I spent a week recently in Salt Lake City at the Cosyne (COmputational and SYstems NEuroscience); people had told me that it was their favorite conference, and now I understand why. Other attendees have put up their reactions, so I figure it’s about time I got off the couch and did the same.
Probably the biggest effect this meeting had on me is that I started using twitter a bit more seriously – follow me at @neuroecology – and participated in my first “tweet-up” (is that really a thing?). There are lots of great neuroscientists tweeting though there should be more!
For simplicity of organization, there will be three posts on Cosyne: one on a few decision-making talks, one on The Big Talks, and one on neural correlates of foraging.
On decision-making, the first (and longest) talk was by Carlos Brody. His talk was focused on the question of how we make decisions in noisy environments.
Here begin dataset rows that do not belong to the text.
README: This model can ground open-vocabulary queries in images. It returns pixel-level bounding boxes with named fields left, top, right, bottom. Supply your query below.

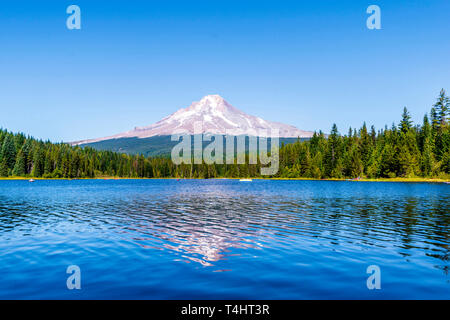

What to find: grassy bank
left=0, top=176, right=450, bottom=183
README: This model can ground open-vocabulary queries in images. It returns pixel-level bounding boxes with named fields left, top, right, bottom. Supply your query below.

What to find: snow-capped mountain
left=72, top=95, right=313, bottom=145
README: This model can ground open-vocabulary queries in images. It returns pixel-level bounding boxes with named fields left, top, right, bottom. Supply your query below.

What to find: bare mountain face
left=72, top=95, right=313, bottom=145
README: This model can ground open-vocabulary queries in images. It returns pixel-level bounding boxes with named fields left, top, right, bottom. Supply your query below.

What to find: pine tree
left=12, top=149, right=27, bottom=177
left=399, top=107, right=412, bottom=133
left=0, top=134, right=16, bottom=170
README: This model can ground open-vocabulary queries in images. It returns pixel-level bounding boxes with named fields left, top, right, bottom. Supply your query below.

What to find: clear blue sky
left=0, top=0, right=450, bottom=141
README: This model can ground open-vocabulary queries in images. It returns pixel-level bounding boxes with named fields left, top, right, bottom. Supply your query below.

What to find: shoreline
left=0, top=177, right=450, bottom=183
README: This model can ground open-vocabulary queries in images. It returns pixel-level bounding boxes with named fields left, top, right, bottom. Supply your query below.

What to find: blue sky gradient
left=0, top=0, right=450, bottom=141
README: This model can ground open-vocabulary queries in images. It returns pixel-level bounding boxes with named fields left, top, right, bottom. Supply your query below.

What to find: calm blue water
left=0, top=180, right=450, bottom=299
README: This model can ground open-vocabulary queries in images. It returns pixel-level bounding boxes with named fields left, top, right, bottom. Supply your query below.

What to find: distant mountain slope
left=71, top=95, right=313, bottom=145
left=83, top=136, right=309, bottom=156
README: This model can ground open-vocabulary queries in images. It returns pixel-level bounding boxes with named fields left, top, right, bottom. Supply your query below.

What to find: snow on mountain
left=72, top=95, right=313, bottom=145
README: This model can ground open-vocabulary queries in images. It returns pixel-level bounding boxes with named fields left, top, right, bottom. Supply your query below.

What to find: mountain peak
left=188, top=94, right=230, bottom=112
left=74, top=94, right=313, bottom=144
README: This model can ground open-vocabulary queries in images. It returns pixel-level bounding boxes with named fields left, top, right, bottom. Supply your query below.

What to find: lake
left=0, top=180, right=450, bottom=299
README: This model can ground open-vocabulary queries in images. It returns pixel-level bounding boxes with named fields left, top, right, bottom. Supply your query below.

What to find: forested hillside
left=0, top=90, right=450, bottom=179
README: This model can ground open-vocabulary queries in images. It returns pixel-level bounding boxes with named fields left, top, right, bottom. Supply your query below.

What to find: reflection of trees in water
left=115, top=193, right=450, bottom=272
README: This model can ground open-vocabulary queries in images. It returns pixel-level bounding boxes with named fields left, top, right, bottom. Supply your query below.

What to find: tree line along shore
left=0, top=90, right=450, bottom=181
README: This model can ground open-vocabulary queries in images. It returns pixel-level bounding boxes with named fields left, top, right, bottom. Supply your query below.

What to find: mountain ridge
left=70, top=94, right=313, bottom=145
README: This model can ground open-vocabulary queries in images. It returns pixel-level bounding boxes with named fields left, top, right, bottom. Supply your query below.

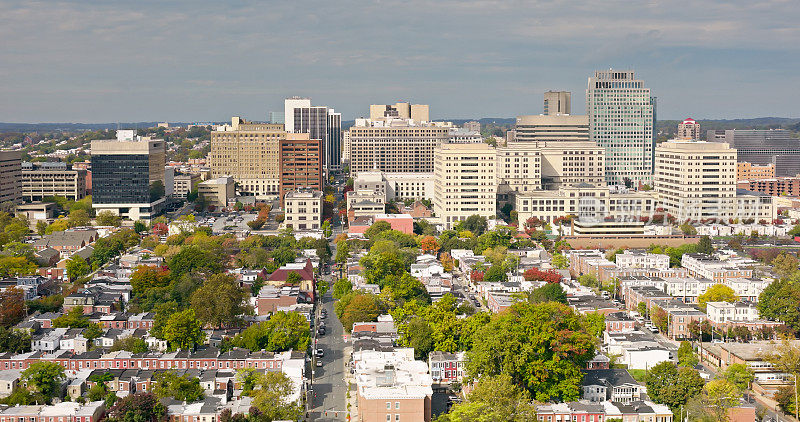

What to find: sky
left=0, top=0, right=800, bottom=123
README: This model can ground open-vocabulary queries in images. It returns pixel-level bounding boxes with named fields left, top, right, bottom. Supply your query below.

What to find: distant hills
left=0, top=117, right=800, bottom=133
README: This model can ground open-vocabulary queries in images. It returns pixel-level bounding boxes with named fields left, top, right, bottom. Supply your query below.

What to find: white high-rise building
left=586, top=69, right=656, bottom=186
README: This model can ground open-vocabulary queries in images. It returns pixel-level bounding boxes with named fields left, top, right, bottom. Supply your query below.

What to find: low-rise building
left=283, top=190, right=322, bottom=231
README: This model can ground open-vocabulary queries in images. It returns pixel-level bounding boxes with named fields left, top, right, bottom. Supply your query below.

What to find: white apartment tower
left=433, top=143, right=497, bottom=229
left=586, top=69, right=656, bottom=186
left=654, top=140, right=737, bottom=221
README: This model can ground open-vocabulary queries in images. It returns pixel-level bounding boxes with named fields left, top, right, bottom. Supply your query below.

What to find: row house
left=0, top=401, right=106, bottom=422
left=428, top=351, right=467, bottom=384
left=0, top=346, right=305, bottom=372
left=681, top=253, right=753, bottom=283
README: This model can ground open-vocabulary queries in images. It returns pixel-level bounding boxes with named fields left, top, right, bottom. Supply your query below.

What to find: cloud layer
left=0, top=0, right=800, bottom=122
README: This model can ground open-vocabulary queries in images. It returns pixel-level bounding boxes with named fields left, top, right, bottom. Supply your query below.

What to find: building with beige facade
left=736, top=161, right=775, bottom=180
left=208, top=117, right=286, bottom=199
left=172, top=173, right=200, bottom=199
left=369, top=103, right=431, bottom=122
left=433, top=144, right=497, bottom=229
left=497, top=141, right=605, bottom=198
left=653, top=140, right=736, bottom=221
left=22, top=162, right=86, bottom=202
left=678, top=118, right=700, bottom=141
left=0, top=151, right=22, bottom=204
left=283, top=190, right=322, bottom=231
left=197, top=176, right=236, bottom=208
left=543, top=91, right=572, bottom=116
left=350, top=119, right=449, bottom=177
left=514, top=114, right=589, bottom=142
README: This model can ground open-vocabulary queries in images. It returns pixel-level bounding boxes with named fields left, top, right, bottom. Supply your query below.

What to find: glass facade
left=92, top=154, right=150, bottom=204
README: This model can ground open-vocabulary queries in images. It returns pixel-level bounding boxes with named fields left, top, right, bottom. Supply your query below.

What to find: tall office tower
left=543, top=91, right=572, bottom=116
left=514, top=115, right=589, bottom=142
left=22, top=162, right=86, bottom=201
left=586, top=69, right=656, bottom=186
left=369, top=103, right=430, bottom=122
left=269, top=111, right=286, bottom=125
left=91, top=130, right=166, bottom=220
left=0, top=151, right=22, bottom=206
left=433, top=144, right=497, bottom=229
left=678, top=118, right=700, bottom=141
left=653, top=140, right=736, bottom=221
left=208, top=117, right=286, bottom=199
left=706, top=129, right=800, bottom=177
left=342, top=129, right=350, bottom=163
left=284, top=97, right=342, bottom=171
left=350, top=119, right=449, bottom=177
left=280, top=133, right=324, bottom=202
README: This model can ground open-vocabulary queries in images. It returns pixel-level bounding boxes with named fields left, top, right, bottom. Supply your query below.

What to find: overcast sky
left=0, top=0, right=800, bottom=122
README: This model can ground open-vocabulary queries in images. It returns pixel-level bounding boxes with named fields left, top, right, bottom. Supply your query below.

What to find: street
left=310, top=292, right=347, bottom=421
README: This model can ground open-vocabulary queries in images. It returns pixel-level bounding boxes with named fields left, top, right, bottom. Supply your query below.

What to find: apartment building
left=543, top=91, right=572, bottom=116
left=677, top=118, right=700, bottom=141
left=197, top=176, right=236, bottom=208
left=353, top=348, right=433, bottom=422
left=514, top=114, right=589, bottom=142
left=736, top=161, right=775, bottom=181
left=706, top=129, right=800, bottom=177
left=91, top=130, right=166, bottom=221
left=208, top=117, right=286, bottom=199
left=615, top=249, right=669, bottom=270
left=0, top=151, right=22, bottom=204
left=283, top=190, right=322, bottom=230
left=369, top=102, right=431, bottom=122
left=280, top=133, right=325, bottom=203
left=497, top=141, right=605, bottom=198
left=172, top=173, right=200, bottom=199
left=433, top=144, right=497, bottom=229
left=514, top=183, right=658, bottom=222
left=586, top=69, right=656, bottom=185
left=22, top=162, right=86, bottom=202
left=653, top=140, right=736, bottom=221
left=350, top=119, right=449, bottom=177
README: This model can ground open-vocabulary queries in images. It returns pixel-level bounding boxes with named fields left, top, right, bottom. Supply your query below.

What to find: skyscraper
left=92, top=130, right=166, bottom=220
left=586, top=69, right=656, bottom=185
left=284, top=97, right=342, bottom=172
left=542, top=91, right=572, bottom=116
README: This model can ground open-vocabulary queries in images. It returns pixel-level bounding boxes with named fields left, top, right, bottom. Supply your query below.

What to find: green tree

In this case, rats had to sit around listening to two speakers emit clicks at random (poisson) intervals and decide which speaker, left or right, was clicking more. We typically think of the way animals make these types of decisions is as a ‘noisy integrator‘: each point of information – each click – is added up with some noise thrown in there because we’re imperfect, forgetful, and the environment (and our minds!) are full of noise. The decision is then made when enough information has been accumulated that the animal can be confident in going one direction or another.
One small problem with this is that there are a lot of models that are consistent with the behavioral data. How noisy is the internal mind? Is it noisy at all? How forgetful are we? That sort of thing. The Brody lab fit the data to many models and found that the one that most accurately describes the observed behavior is a slow accumulator that is leaky (ie a bit forgetful) but where the only noise is from the sensory input! Actually, I have in my notes that is ‘lossless’ but also that it is ‘leaky’ so I’m not sure which of the two is accurate, but the important detail is that once the information is in the brain it gets computed on perfectly and our integration is noiseless; all the noise in the system comes from the sensory world.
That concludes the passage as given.